What is a Deed of Company Arrangement?
A Deed of Company Arrangement (‘DOCA’) is a proposal made to creditors of a company in voluntary administration to avoid the company being placed into liquidation. It is used as a flexible corporate recovery tool to save a company from terminal collapse. Put simply, a DOCA is a promise of a repayment plan. Once approved by creditors, the DOCA is a legally binding arrangement between a company, its creditors and the Deed Administrator which governs how the company’s affairs will be dealt with.
Aim of a Deed of Company Arrangement
A DOCA aims to maximise the chances of the company, or as much as possible of its business, continuing, or to provide a better return for creditors than an immediate winding up of the company, or both.
Who is bound by a Deed of Company Arrangement
A DOCA binds all unsecured creditors, even if they voted against the proposal. It also binds owners of property, those who lease property to the company and secured creditors, if they voted in favour of the DOCA. In certain circumstances, the Court can also order that these people are bound by the DOCA even if they didn’t vote for it.
The DOCA does not prevent a creditor who holds a personal guarantee from the company’s director or another person from taking action under the personal guarantee to be repaid their debt.
Benefits of a Deed of Company Arrangement
There are numerous benefits for a DOCA, this which varies with each individual DOCA proposal. The following are some of the more common benefits in accepting a DOCA as opposed to placing the company in liquidation:
- Ensured a greater return to ordinary unsecured creditors
- Allows for the implementation of a revised business plan and strategy
- The continuation of the company’s business or part thereof with responsibility for trading resting with either the Directors or the Deed Administrator
- Payment to creditors of a fixed sum, or specified rate in the dollar or a percentage of profits payable in a lump sum or by way of installments over a period of time
- Injection of capital or the sale of certain assets
- Certain liability values can be minimised through a DOCA. For example, leave entitlements maybe accrued by the company in the normal course of business after a DOCA is executed and need not chrystallise as is the case in a liquidation scenario.

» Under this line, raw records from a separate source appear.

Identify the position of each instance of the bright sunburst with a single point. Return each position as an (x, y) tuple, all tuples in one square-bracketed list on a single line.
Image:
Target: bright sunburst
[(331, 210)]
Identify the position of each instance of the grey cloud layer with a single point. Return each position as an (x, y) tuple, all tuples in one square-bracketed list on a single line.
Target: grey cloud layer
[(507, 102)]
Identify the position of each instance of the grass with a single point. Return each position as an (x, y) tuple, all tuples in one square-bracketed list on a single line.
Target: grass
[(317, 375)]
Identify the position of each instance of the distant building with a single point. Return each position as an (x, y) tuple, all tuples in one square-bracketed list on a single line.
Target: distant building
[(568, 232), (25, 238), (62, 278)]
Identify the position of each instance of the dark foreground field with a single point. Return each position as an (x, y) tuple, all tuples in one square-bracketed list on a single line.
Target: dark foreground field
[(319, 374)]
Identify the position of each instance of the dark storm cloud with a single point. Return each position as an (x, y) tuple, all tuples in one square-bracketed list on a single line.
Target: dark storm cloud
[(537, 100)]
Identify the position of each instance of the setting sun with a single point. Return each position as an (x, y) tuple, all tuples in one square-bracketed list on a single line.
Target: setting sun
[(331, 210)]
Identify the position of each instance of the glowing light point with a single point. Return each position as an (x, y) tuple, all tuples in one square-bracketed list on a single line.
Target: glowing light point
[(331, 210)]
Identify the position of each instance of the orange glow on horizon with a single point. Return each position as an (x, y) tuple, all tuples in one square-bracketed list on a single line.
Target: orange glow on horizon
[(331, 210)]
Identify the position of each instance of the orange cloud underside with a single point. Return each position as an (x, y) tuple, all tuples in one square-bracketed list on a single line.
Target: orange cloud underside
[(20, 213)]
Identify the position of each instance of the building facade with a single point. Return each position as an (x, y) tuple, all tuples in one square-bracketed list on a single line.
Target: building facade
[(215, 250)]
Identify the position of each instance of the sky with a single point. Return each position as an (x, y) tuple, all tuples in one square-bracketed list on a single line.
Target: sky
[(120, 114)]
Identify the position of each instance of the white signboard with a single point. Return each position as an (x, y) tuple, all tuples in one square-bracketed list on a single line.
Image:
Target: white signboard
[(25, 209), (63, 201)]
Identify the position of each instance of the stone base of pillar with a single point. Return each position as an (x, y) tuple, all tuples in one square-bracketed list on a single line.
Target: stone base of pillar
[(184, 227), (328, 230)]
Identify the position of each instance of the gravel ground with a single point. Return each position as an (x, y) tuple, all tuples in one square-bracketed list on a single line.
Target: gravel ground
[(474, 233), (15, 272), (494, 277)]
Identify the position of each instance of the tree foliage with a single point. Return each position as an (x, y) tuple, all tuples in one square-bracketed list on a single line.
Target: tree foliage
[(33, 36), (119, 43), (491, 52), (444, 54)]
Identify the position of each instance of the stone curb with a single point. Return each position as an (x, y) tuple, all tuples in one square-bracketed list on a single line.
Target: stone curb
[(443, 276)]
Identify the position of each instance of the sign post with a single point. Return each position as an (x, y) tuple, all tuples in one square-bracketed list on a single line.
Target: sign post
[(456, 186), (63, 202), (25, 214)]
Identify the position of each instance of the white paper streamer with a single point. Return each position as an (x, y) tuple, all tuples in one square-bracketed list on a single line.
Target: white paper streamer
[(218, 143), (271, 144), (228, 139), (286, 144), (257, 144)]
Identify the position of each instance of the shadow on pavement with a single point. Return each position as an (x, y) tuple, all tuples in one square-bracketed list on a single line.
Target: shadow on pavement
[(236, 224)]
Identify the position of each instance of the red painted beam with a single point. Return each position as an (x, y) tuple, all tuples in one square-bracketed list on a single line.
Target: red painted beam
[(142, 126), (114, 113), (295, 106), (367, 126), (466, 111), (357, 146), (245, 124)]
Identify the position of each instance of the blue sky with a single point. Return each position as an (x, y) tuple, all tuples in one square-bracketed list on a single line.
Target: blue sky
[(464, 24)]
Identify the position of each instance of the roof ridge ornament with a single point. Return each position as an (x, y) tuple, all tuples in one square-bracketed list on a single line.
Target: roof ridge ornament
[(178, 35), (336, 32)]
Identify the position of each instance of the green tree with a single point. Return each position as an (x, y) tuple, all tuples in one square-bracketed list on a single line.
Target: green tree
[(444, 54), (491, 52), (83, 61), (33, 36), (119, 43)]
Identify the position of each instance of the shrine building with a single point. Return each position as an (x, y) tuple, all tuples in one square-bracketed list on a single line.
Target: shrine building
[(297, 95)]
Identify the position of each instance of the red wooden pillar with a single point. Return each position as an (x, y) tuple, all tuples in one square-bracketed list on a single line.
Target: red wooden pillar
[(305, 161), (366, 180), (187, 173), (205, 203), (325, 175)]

- Enables a company to offer creditors payment of less than a 100¢ in the dollar for their debts
- Insolvent trading and other insolvent actions cannot be pursued against a director
- Voidable insolvent transactions cannot be pursued against recipients of preferential payments or uncommercial transactions
- Certain tax advantages can be maintained by the company upon the completion of a DOCA
- All unsecured creditors’ claims against a company as at the date of the appointment of the Voluntary Administrator are bound by the DOCA
- Various assets (i.e. debtors, work in progress, intellectual property, goodwill) can be preserved and maximised through a DOCA
Issues to consider in making a successful Deed of Company Arrangement Proposal
The following are some of the key issues which must to be considered in making a successful DOCA proposal:
- Determining a business recovery plan / strategy prior to the appointment of a Voluntary Administrator
- Assess a company’s compliance history with taxation, industry and regulatory authorities. This is the key ingredient in obtaining support from the government, industry and regulatory creditors.
- Promises / repayment arrangements should only be made if they can be kept by the company
- Cashflow forecasts on the ongoing viability of a company post Voluntary Administration
- Related parties claims and deferral or a compromise of such claims in a DOCA
- Company’s prior relationship / history with creditors and its employees
- Funding for the proposed DOCA should be clearly demonstrated (i.e. future cash flows, property, third party sources or other sources)
- Liquidation comparisons and return for creditors
- Director’s net asset position
- Timing of a dividend
Monitoring a Deed of Company Arrangement
A Deed administrator is in charge of ensuring that the company carries out its commitments as specified in the DOCA. The extent of the deed administrator’s ongoing role will be set out in the DOCA.
Creditors can also play a role in monitoring the deed. If creditors have any concerns regarding the terms of the DOCA being met, they should take this up promptly with the Deed Administrator. Matters that may give rise for concern include deadlines for payments or other actions promised under the DOCA being missed.
Creditors also have the right when a DOCA is proposed and considered at the second creditors’ meeting to negotiate consequences of failure to meet such deadlines into the terms of the deed.
Any request to vary the deed proposal to include such consequences should be made before the deed proposal is voted on.
Default on a Deed of Company Arrangement
If a company defaults on the terms of the Deed, the Deed Administrator may call a meeting of creditors to terminate the Deed and place the company into liquidation.
Finalisation of a Deed of Company Arrangement
Where the company satisfies all of its requirements pursuant to the DOCA, it will be released from the DOCA and will no longer be subject to any formal insolvency administration.
An Important Message
While every effort has been made to provide valuable, useful information in this publication, this firm and any related suppliers or associated companies accept no responsibility or any form of liability from reliance upon or use of its contents. Any suggestions should be considered carefully within your own particular circumstances, as they are intended as general information only.